It’s a simple yet sublime pleasure, and just thinking about it can make you feel a little calmer, a little more content. Imagine: You bring out one of the good rocks glasses (or your favorite mug or a special occasion tea cup) and pour a couple fingers of amber liquid (or something dark and strong or just some whole milk). You drop the needle on the jazz platter (or pull up a blues album on your mp3 player or dig out that mixtape from college). Ensconcing yourself in the coziest seat in the house, you crack the spine on a classic (or find your place in that sci-fi paperback or pull up a biography on your e-book reader). And then, you go away for a while. Ah, bliss.
In this series, some of NTSIB’s friends share beloved albums, books and drinks to recommend or inspire.
Though he’s been vilified in the press (see “blues-snob uncle” in Rolling Stone‘s profile of the Black Keys, January 19, 2012), Tim Quine, the head honcho at the Rubber City Review, has been nothing but kind and supportive to us up here by the lake. I learned of RCR when a link to the Akron-based music blog was posted to the Black Keys’ Myspace page (shush), and I was immediately taken not only with Tim’s deep and wide knowledge of music ranging everywhere from blues to western swing to jazz, but also with what a good read it was. No dry scholar Mr. Quine, his prose is generous with engaging information and abundant humor.

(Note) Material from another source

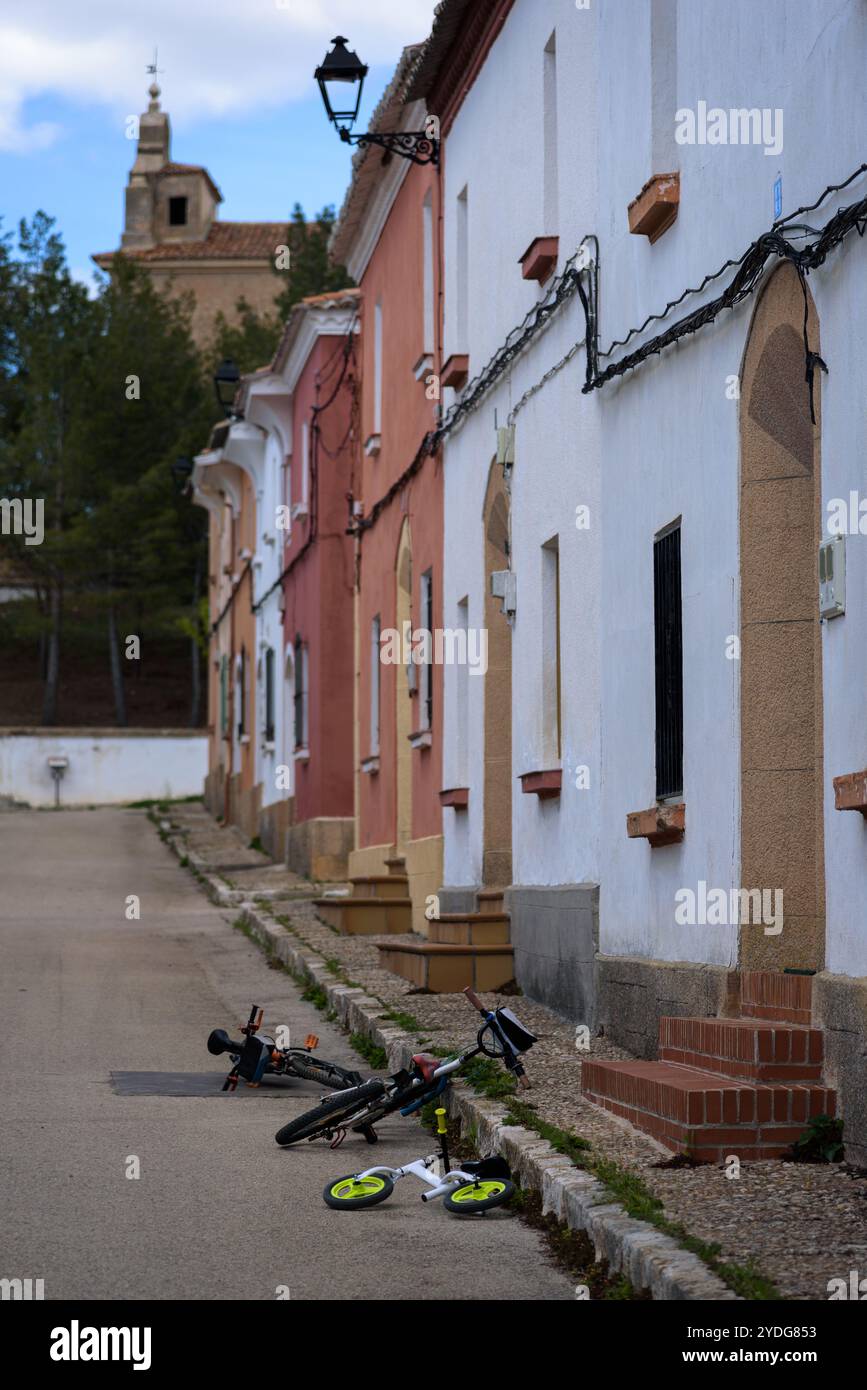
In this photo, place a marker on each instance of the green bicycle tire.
(474, 1198)
(357, 1191)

I’m very happy to have him here, sharing some wonderful recommendations with us.
Straight Life: The Story of Art Pepper
I’ve always had this weakness for West Coast jazz: guys like Chet Baker, Gerry Mulligan, Stan Getz and Paul Desmond. But my favorite is Art Pepper… The cool, seductive sound of his horn always knocks me sideways. So of course I had to dive right into “Straight Life,” the riveting autobiography that he co-wrote with his wife Laurie. Most of it is a harrowing account of his life as a heroin addict, including brutally honest stories of various acts of crime, his time in prison and his eventual recovery. Much like Miles Davis, it’s hard to reconcile the man with his music. And I found Pepper’s account of his legendary session with Miles’ rhythm section especially mind-blowing. He’d been strung out for some time and hadn’t even played in six months. In fact, the mouthpiece of his sax practically fell apart in his hands when he tried to clean it only hours before the gig (he ended up taping it together before heading out the door). But he somehow pulled himself together to record a jazz classic, “Art Pepper Meets the Rhythm Section.” I’d owned the album for years before reading the book… It still shocks me that he could play so flawlessly (with three guys he’d never met before, by the way) while struggling with so many demons.
Here’s the first song recorded at the session. The jazz standard was suggested by Miles’ pianist, Red Garland. Pepper was familiar with the song but had never played it, so he sort of made up the melody. One reviewer credited him with making it sound better than the actual tune, implying that Pepper was intentionally toying with the melody. In reality, he was doing his best to recreate it from a dim memory!
The Complete Stax-Volt Singles: 1959-1968
I normally have my iPod to keep me sane during long drives, but it somehow dumped all of my music right before a trip to Lexington. So I quickly grabbed four discs from “The Complete Stax-Volt Singles,” and it dawned on me somewhere just south of Mansfield that I should have someone hardwire my stereo so the entire set plays on a permanent loop. Jelly Bread by Booker T, Able Mable by Mable John, Memphis Train by Rufus Thomas, A Place Nobody Can Find by Sam & Dave, I’ve Got No Time to Lose by Carla Thomas, Come to Me by Otis Redding… You simply can’t improve on any of this stuff. Since I’m such a guitar hound, I always find myself honing right in on Steve Cropper, who seemed to have an otherworldly sense of what to add and, maybe more important, what to leave out.
Fine Kentucky bourbon (not the cheap shit), Angostura bitters, maraschino cherry, orange, a little sugar and a splash of water or club soda. My dad used to make one or two of these every night when he came home from work. Today it’s considered bad form to drink in front of small children. Back then, most of the kids in my Catholic grade school could make drinks like these for their dads. RIP Pops.